マーケティングの世界では横文字がみんな好きである。理由は単純、そのほうがカッコいいから。その時代の流行り文句みたいなのがあり、みんなそれ使っては「俺はすごいマーケターだ」とか言っていた。そういう学者とかを私の大学時代の恩師(慶應大学、堀田一善名誉教授)は嫌い、マーケティングをなんとか経済学のような理論として認められないかという研究(マーケティング学説史)をされていた。私もその影響を受けて、会社のマーケティング戦略でも、少し理屈っぽいところが残ったのかもしれない。


カスタマージャーニー(P34)という言葉は昔はあまり聞かなかった。これは顧客がどういう風に最終的に特定のサービス、商品を購買決定していくのかを辿ることで顧客の購買行動を分析し、そしてその段階ごとに顧客にどうアプローチしていくかを考えることである。私の時代では消費者行動論という授業であったと記憶している。
簡単に言えば、どうしたら、自分の商品をお客様に買ってもらえるようになるかを、顧客がどう行動するかを最初から考えて行こうというものである。
まず最初の顧客と商品の接点は、インターネット以前の世界では、テレビ、ラジオ、新聞、雑誌というメディアが全盛であった。
私のいた百貨店では、80−90年代は新聞と折り込みチラシ広告が最も重要なメディアツールであった。だが、今ではほとんどその広告を見ることはない。それは多くの人、特に若者が新聞を読まなくなってきたからだ。また雑誌も大きな影響力を持っていた。anan、ノンノなどの女性雑誌などが代表例だ。
この時代、情報は一方通行であり、今のような即時性はなかった。つまり、情報はゆっくりと売り手から買い手へと流れていた。顧客にとっては売り手やメディアの情報が全てであり、それを確かめる術を持っていなかった。これを情報の非対称性という。

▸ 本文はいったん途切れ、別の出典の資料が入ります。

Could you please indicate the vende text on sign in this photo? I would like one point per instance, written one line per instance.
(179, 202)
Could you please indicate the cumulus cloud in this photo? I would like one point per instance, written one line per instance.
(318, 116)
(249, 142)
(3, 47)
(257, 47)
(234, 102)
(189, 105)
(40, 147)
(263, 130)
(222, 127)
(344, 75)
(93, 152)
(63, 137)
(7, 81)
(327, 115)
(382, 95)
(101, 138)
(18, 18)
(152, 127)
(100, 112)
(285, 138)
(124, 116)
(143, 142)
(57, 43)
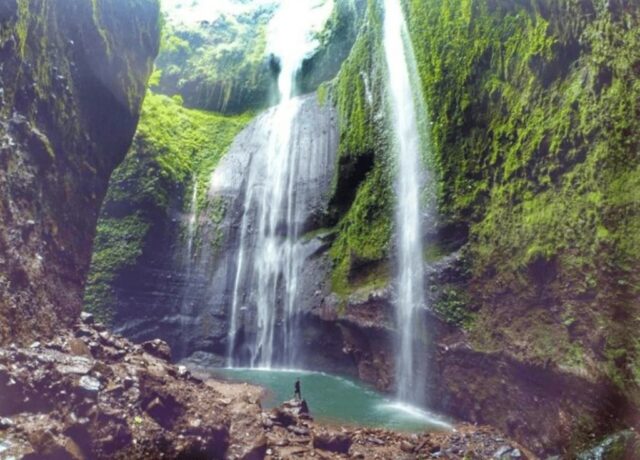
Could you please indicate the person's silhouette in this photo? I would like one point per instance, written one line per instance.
(296, 390)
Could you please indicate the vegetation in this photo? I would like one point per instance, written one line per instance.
(536, 127)
(221, 65)
(174, 149)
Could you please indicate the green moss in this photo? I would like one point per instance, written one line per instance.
(118, 244)
(174, 149)
(220, 66)
(452, 305)
(363, 234)
(535, 131)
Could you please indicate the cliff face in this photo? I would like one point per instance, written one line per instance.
(533, 269)
(72, 80)
(534, 120)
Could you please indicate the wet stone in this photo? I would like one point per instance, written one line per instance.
(77, 365)
(5, 423)
(87, 318)
(89, 384)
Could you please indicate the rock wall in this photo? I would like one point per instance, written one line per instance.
(533, 110)
(72, 78)
(186, 299)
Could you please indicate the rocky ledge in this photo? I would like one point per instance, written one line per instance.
(90, 394)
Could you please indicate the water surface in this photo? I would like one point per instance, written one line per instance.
(336, 399)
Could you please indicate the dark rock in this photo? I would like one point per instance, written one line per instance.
(158, 348)
(6, 423)
(90, 385)
(406, 446)
(254, 449)
(299, 430)
(164, 409)
(333, 442)
(282, 417)
(79, 348)
(87, 318)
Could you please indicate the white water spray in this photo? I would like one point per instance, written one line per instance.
(410, 366)
(269, 259)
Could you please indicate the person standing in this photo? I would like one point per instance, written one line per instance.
(296, 390)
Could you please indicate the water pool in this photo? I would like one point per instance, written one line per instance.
(336, 399)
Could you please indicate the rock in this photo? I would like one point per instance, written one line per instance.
(282, 418)
(254, 449)
(87, 318)
(158, 348)
(76, 365)
(503, 452)
(79, 348)
(89, 384)
(164, 409)
(407, 447)
(333, 442)
(299, 430)
(6, 423)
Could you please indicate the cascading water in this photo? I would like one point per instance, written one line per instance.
(191, 228)
(404, 111)
(188, 261)
(269, 255)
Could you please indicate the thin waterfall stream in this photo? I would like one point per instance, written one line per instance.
(268, 261)
(410, 367)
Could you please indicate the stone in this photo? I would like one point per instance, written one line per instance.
(502, 452)
(280, 417)
(89, 384)
(407, 447)
(79, 348)
(299, 430)
(253, 449)
(333, 442)
(76, 365)
(87, 318)
(6, 423)
(158, 348)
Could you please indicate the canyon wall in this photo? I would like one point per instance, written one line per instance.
(72, 79)
(532, 263)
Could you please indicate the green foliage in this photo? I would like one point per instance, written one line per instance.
(335, 43)
(173, 147)
(220, 66)
(452, 306)
(364, 231)
(118, 244)
(535, 129)
(364, 234)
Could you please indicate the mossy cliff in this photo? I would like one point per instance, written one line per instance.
(72, 80)
(221, 65)
(535, 124)
(535, 128)
(145, 211)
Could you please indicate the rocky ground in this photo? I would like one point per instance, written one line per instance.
(90, 394)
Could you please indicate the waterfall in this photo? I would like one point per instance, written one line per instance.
(191, 228)
(185, 309)
(269, 256)
(404, 108)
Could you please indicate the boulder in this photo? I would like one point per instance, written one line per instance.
(158, 348)
(333, 442)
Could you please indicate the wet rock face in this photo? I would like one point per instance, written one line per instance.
(120, 401)
(188, 306)
(72, 78)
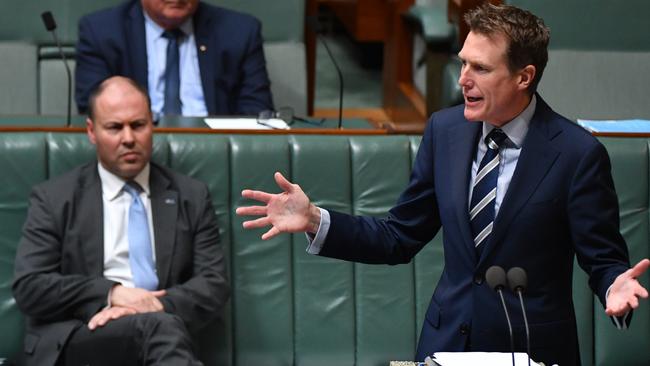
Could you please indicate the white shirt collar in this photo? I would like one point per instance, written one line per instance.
(154, 28)
(516, 129)
(112, 184)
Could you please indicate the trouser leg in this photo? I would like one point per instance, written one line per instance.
(140, 339)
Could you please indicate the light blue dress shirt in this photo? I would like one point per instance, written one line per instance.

つまり、顧客は情報をもとに購買するかどうかを決めていくわけであるが、昔はその情報は非常に少なく、顧客には全く知り得ないモノであった。
だから、限られた情報発信源である、小売店、メディア、広告などに頼ってきたのがこれまでの購買の流れである。
確かに口コミや友人からのオススメというのも昔から存在してきた。しかしこれも情報の拡散は直接あって話をするとか、電話などに限られてきた。
少ない情報をもつ消費者に多くの情報を持つ、メーカー、小売業者がメディアを使いながら、情報提供をしながら購買に誘導してきたのである。

しかし、今はインターネットの時代である。なんでもグーグルにきけば教えてくれる。またメディアも日本だけでなく、世界の情報がリアルタイムで無料で手に入る。最近、私がジョギングの最中に聞くのはシンガポールのCNAのラジオ放送だ。いくらでも情報は溢れているのだ。だから若者はテレビ、新聞が必要ないのである。若者世代にはSNSは情報収集と情報発信の両方を兼ね備えている、すごい存在だ。これがカスタマージャーニーを複雑にしているのだ。
しかし、シニア世代にはテレビ、新聞はまだまだ欠かせないものである。

このように、色々な世代が色々なチャネルを通して、情報を収集し、モノやサービスを買っていくのである。
そして今はSNS全盛時代であり、ビジネスにおいてはテレビよりもSNSに広告を出した方が良いという時代になってきた。だから顧客とメーカーの持つ情報量は対等になってきた。そして、一部では顧客の方がはるかに多くの情報を持っていたりする。メーカーは顧客に教えてもらわないといけなくなってきたのである。なんとも難しいカスタマージャーニーになってきた。つまり、一方通行ではなく、相互に情報交換をしながら、人それぞれに情報を操作しながら、思い思いの購買が行われていく。それを昔のようにコントロールするのは難しくなってきたのである。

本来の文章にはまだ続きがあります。